To your second point – you are absolutely right and this is what is done or should be done by economists and financial journalists. I think the important thing is the access to the data – richer data and that was the point I was seeking to make. How much better the data is becoming to aid our comprehension of the drivers of the market. Making these available and accessible as I have done with the NZ Property Report I hope will assist these economists and financial journalists.
Hi Alistair,
I’d forgotten about that chart! Yes, that’s an excellent chart.

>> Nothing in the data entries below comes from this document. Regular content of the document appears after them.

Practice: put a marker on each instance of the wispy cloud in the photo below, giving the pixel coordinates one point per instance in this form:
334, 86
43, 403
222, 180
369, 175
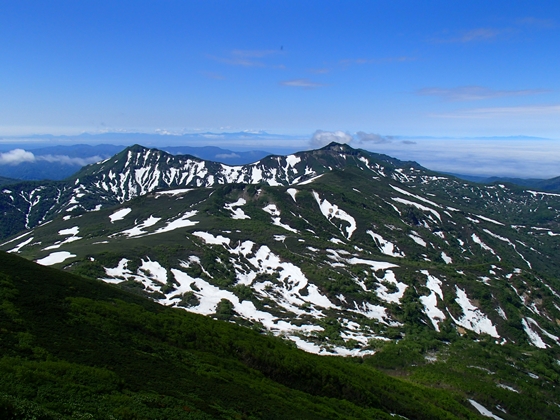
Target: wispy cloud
401, 59
302, 83
473, 35
227, 156
18, 156
362, 137
321, 138
67, 160
212, 75
499, 112
247, 58
536, 22
319, 71
475, 93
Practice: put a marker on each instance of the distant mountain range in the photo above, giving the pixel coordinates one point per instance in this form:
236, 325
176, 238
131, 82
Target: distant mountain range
450, 284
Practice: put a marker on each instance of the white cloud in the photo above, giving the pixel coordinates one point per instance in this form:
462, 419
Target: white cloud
67, 160
475, 35
301, 83
16, 156
321, 138
227, 155
505, 111
475, 93
362, 137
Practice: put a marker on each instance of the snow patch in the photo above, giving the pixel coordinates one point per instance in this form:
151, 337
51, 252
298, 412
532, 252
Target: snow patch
55, 258
119, 214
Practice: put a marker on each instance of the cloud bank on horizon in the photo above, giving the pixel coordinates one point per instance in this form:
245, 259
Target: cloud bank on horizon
474, 68
18, 156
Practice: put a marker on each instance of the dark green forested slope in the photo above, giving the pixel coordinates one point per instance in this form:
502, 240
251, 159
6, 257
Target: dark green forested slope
78, 348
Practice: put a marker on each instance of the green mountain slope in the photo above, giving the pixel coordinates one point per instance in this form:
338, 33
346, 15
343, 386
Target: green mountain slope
77, 348
439, 281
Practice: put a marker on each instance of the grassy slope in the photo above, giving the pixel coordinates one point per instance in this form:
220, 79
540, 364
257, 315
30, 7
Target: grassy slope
73, 347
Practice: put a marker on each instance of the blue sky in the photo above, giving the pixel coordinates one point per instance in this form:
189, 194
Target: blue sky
444, 69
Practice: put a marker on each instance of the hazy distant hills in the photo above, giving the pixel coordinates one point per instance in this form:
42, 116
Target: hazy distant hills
552, 185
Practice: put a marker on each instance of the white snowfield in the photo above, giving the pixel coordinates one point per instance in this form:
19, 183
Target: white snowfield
237, 213
530, 325
293, 192
55, 258
435, 314
181, 222
138, 230
211, 239
425, 200
418, 206
476, 239
179, 191
275, 213
119, 214
21, 245
386, 247
414, 236
473, 319
382, 291
484, 411
332, 211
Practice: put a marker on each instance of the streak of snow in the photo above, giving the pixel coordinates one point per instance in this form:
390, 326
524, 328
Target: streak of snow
386, 247
430, 302
154, 270
476, 239
418, 206
489, 220
418, 240
391, 297
21, 245
447, 259
119, 214
292, 192
309, 181
376, 265
183, 221
331, 211
72, 231
211, 239
237, 213
483, 410
173, 192
473, 319
425, 200
55, 258
139, 229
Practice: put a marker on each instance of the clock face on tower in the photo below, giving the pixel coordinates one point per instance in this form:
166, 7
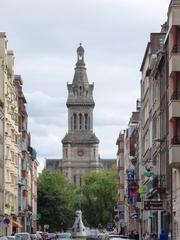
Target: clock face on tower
80, 152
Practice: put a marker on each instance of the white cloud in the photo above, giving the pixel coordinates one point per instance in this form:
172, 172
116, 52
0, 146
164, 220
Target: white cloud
44, 36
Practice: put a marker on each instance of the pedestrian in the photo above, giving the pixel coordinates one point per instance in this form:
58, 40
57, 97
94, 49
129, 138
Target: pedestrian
163, 235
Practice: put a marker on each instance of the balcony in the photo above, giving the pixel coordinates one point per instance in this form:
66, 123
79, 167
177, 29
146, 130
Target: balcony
156, 185
174, 152
174, 61
174, 107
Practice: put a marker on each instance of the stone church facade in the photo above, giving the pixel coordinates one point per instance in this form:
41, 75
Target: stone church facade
80, 144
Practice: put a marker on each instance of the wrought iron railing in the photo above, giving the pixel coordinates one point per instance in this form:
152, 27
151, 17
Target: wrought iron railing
176, 48
159, 182
175, 140
175, 95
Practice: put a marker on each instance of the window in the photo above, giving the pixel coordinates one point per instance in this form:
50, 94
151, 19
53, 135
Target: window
75, 120
74, 179
71, 123
80, 121
86, 121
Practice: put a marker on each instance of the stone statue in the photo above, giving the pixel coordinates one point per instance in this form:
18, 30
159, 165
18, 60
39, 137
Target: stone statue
78, 229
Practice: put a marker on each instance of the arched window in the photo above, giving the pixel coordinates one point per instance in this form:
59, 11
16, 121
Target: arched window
80, 91
71, 123
75, 120
86, 120
74, 179
80, 121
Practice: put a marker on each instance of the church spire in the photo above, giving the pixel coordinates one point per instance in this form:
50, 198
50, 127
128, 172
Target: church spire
80, 55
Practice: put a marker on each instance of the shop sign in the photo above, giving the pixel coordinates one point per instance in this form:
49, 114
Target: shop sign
121, 210
142, 191
148, 174
153, 205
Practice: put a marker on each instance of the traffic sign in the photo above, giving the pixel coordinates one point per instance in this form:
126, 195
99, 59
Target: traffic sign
153, 205
6, 221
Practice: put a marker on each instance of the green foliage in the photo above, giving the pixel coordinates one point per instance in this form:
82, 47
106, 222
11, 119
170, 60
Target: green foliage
98, 197
55, 200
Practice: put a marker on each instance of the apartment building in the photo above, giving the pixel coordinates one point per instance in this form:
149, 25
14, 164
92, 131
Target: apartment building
18, 163
11, 151
1, 158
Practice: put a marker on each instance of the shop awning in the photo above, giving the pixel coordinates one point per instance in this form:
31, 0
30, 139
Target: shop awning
16, 224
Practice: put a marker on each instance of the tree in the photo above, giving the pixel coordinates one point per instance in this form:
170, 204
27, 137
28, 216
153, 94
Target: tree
55, 200
99, 196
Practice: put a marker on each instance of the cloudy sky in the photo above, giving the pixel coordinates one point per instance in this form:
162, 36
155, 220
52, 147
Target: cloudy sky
44, 34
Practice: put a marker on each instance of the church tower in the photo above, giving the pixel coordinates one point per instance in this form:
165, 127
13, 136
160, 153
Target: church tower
80, 145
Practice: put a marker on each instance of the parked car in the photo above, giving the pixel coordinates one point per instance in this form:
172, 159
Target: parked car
11, 237
22, 236
34, 236
3, 238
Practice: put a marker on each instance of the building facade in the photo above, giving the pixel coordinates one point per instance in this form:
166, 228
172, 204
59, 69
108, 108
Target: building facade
172, 41
10, 134
16, 162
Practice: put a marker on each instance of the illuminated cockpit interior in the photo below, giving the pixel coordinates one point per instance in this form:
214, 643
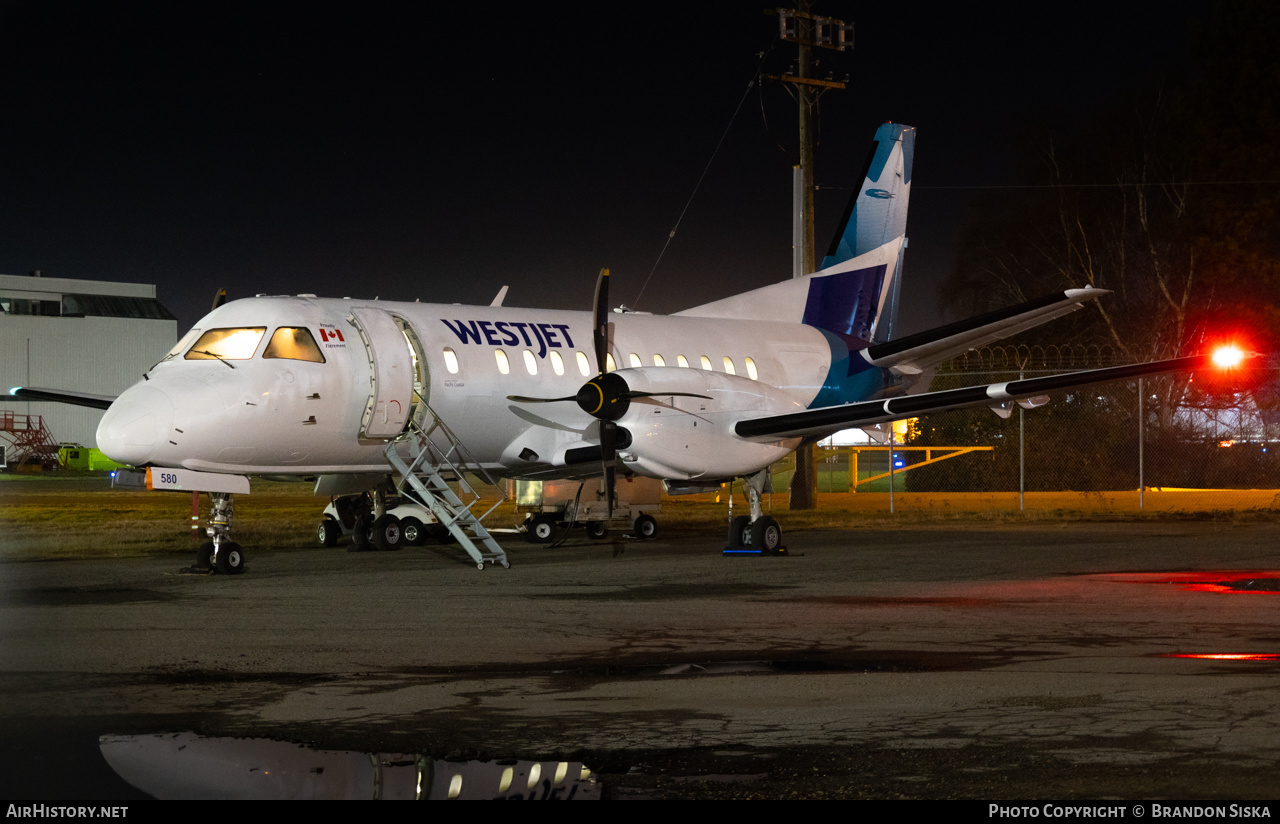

Note my request and your reply on that article
I’m not sure what would work best, but one idea I have is this. If you could create a chart for say every year going back quite a few years, they could then be used to make an animated gif. That way it would be possible to see the curve ‘flowing’ to the right as prices generally increase, but also see it ‘ebb’ when they drop back, or even more interesting, change shape if sales in one price range increase/decrease relatively.
What I would love to have is:
1. A spread sheet of the numbers for each chart.
2. The actual sales price, but if that isn’t possible, the asking price.
3. That for say very month going back to the dawn of time
I’m happy to do a bit of work on the numbers to try and create something good, and email it to you to see what you think. I think it could take quite a bit of trial and error to come up with something that works well.
Failing that, just the set of charts (as many as possible), all on exactly the same scale, so they would overlay correctly in an animation.
Failing that, a chart with a column for each year for each sales prices, but I don’t think that would be so easy to see.
Hi Alistair, I see what you mean. I suppose if a clever solicitor ran with my idea they could gather all the data, claim to have better data than REINZ and make money off that. Food for thought, it’s a free market we’re in. Wonder if REINZ worry about ideas like this? I guess it would be a big job for solicitors and they probably wouldn’t be bothered, but goes to show how easily and rapidly things could change. Surely the RBNZ would rather work with whomever provided the most relevant accurate data.
Steve,
I can exactly see what you want to do – it would work. However I cannot immediately see that I can provide that. The only data we have direct access to is asking price. I have set up standard reports to provide data for the monthly NZ Property Report however this does not seek to set up price band criteria by month.
We have a detailed data warehouse application in production, however we have priorities of work and therefore I cannot see us being able to produce such an analysis for quite a while yet. Will be something though that I will be keen to develop.
Thanks Alistair.
Well, I’ll just have to be patient and look forward to it.